Steven Stapleton von Nurse With Wound hat sich nicht nur einmal als Fan
explizit der deutschen Szene der späten 60er, frühen 70er Jahre
zu erkennen gegeben. Warum also nicht einmal ein Festival besuchen, auf
dem einige der bekanntesten Bands dieser Zeit, namentlich Guru Guru, Grobschnitt,
Birth Control und Bröselmaschine live zu erleben sind? Also, nichts
wie auf ins hessische Breitenbach am Herzberg zum Burg Herzberg Festival,
das in diesem Jahr auch noch seinen 40. Geburtstag feierte.
Donnerstag
Wir erreichten Breitenbach
am Herzberg Donnerstagabend. Nachdem wir leider die angegebene Autobahnausfahrt
nicht nutzen konnten, da diese gesperrt war, mussten wir eine schätzungsweise
25 Kilometer weite Umleitung in Kauf nehmen. Pech halt. Im Ort angekommen,
wiesen uns Ordner darauf hin, dass wir zur Autoeinfahrt noch ein Stück
fahren müssten und dass es länger dauern könnte. Das tat
es auch, denn die Fahrzeuge - von gut bürgerlich bis typisch Hippie,
die Insassen vom jungen Rasta über den gealterten Rocker bis hin
zum eher seriös wirkenden älteren Herren - stauten sich vom
Einlass aus kilometerweit zurück. Bis wir es auf den Campingplatz
geschafft und unser Zelt aufgebaut hatten, dauerte es über zwei Stunden.
Natürlich kann man das für organisatorisches Versagen halten
aber es gehört schon Einiges dazu, einen Pferdeacker "just in
time" in einen Stellplatz für tausende Autos und Zelte umzuwandeln.
Vielleicht wäre es etwas schneller gegangen, hätte man mehr
Leute am Einlass gehabt, die Bändchen verteilten
Müßig
darüber zu philosophieren. Als wir es endlich geschafft haben, ist
das Konzert von Birth Control leider schon
passé und auf die Ton Steine Scherben-Familie haben wir keine Lust,
also setzen wir uns in die "Bar jeder Sinne" - müsste es
nicht eigentlich "Bar aller Sinne" heißen - und beginnen
das Festival mit der Konsumption von reichlich Alkohol im Kreise anderer
Besucher, deren Beobachtung bei uns für beste Unterhaltung sorgte.

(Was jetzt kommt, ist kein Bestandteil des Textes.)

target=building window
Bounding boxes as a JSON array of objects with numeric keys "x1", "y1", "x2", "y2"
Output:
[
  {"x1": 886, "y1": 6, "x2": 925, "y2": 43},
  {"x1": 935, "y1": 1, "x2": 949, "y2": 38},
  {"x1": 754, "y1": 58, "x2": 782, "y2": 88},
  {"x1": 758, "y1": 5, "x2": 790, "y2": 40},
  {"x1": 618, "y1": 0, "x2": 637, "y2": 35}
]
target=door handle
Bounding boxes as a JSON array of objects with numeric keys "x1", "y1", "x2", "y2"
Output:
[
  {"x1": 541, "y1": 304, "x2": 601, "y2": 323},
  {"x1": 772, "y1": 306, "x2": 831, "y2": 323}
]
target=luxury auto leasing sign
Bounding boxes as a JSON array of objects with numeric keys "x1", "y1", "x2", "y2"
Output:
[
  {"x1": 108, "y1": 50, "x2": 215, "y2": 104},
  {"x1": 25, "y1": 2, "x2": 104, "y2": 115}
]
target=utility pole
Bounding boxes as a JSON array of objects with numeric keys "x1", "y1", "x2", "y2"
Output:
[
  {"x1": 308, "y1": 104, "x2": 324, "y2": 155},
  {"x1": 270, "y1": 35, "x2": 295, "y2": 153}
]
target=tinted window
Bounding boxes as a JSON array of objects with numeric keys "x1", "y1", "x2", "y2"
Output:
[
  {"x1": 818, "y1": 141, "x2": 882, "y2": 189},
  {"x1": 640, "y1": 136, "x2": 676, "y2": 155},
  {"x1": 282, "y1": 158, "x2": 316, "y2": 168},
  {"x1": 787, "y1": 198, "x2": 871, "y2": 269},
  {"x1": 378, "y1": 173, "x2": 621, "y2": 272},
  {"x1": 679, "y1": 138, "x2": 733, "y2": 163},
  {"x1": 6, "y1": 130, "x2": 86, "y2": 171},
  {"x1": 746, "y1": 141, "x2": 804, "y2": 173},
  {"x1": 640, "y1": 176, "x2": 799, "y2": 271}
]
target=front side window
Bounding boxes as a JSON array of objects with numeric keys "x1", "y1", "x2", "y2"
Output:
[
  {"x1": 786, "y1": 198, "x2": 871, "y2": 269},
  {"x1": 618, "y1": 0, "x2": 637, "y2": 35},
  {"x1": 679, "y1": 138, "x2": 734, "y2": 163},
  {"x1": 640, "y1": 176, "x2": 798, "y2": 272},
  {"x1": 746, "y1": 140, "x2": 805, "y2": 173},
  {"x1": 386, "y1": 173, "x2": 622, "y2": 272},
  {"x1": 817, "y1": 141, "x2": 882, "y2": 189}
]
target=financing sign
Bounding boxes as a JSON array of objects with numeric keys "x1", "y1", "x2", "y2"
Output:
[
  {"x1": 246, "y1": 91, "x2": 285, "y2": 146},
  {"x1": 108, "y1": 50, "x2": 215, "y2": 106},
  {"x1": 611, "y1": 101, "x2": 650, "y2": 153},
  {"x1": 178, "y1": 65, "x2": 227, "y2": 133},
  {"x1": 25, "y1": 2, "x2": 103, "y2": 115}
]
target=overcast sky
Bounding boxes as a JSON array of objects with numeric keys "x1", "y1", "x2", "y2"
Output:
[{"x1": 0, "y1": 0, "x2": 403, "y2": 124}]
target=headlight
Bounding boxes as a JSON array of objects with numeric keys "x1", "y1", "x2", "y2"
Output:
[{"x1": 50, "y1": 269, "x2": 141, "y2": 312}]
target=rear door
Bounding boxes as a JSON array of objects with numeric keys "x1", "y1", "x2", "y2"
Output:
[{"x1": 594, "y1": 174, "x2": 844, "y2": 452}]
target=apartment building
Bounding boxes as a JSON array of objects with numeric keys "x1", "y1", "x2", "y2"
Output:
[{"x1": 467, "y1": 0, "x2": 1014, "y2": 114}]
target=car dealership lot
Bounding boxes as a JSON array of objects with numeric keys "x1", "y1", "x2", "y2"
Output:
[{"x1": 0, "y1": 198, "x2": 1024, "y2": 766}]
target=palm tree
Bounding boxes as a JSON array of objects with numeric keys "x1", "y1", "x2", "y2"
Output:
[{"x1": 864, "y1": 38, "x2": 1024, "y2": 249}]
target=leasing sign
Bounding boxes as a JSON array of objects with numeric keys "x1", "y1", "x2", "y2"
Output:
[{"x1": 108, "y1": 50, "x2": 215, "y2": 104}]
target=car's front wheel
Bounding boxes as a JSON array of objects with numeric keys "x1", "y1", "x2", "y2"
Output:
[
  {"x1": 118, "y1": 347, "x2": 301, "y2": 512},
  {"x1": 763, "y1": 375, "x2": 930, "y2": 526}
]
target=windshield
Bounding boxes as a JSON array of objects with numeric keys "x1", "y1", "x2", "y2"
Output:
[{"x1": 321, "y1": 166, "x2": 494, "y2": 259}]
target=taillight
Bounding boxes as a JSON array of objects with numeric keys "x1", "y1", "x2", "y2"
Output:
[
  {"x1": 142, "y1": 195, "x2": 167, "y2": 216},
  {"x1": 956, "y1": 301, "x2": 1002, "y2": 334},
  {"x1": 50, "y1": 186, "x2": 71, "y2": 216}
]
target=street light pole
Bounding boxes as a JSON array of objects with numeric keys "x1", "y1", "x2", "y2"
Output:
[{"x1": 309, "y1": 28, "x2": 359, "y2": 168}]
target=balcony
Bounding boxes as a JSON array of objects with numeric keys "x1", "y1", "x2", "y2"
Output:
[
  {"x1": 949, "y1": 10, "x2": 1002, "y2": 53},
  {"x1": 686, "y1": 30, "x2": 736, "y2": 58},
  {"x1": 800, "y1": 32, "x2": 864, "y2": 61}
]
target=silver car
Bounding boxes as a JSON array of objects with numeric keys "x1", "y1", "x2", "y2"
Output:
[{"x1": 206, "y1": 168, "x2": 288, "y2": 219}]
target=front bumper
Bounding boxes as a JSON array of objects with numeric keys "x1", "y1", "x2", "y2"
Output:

Wir werden sicher auf gleiche Art "abgecheckt", so ist das nun
mal. Sehr angenehm ist die altersmäßige Durchmischung, wobei
natürlich besonders die alten Freaks optisch interessant sind. Da
sind Jahre wilder Feten ins Gesicht gebrannt
Ein Wort vielleicht noch zu den Preisen: Der 0,4 Liter-Becher Bier kostete
3,00 Euro, der Kaffee 1,50 Euro, nur mal so zum Vergleich. Nicht grad
billig aber schließlich waren wir bei einem Festival und dazu noch
im Westen. Kein Grund also zur Erregung. Lagetechnisch befindet sich das
Festivalgelände im absoluten "Niemandsland" - auch in Bezug
auf die Kosten ist es also sinnvoll, sich das Auto mit allerhand Ess-
und Trinkbarem vollzupacken. Was die Festnahrung betrifft, gibt es einige
akzeptable Angebote, so zum Beispiel eine Portion "Himalaja Reis"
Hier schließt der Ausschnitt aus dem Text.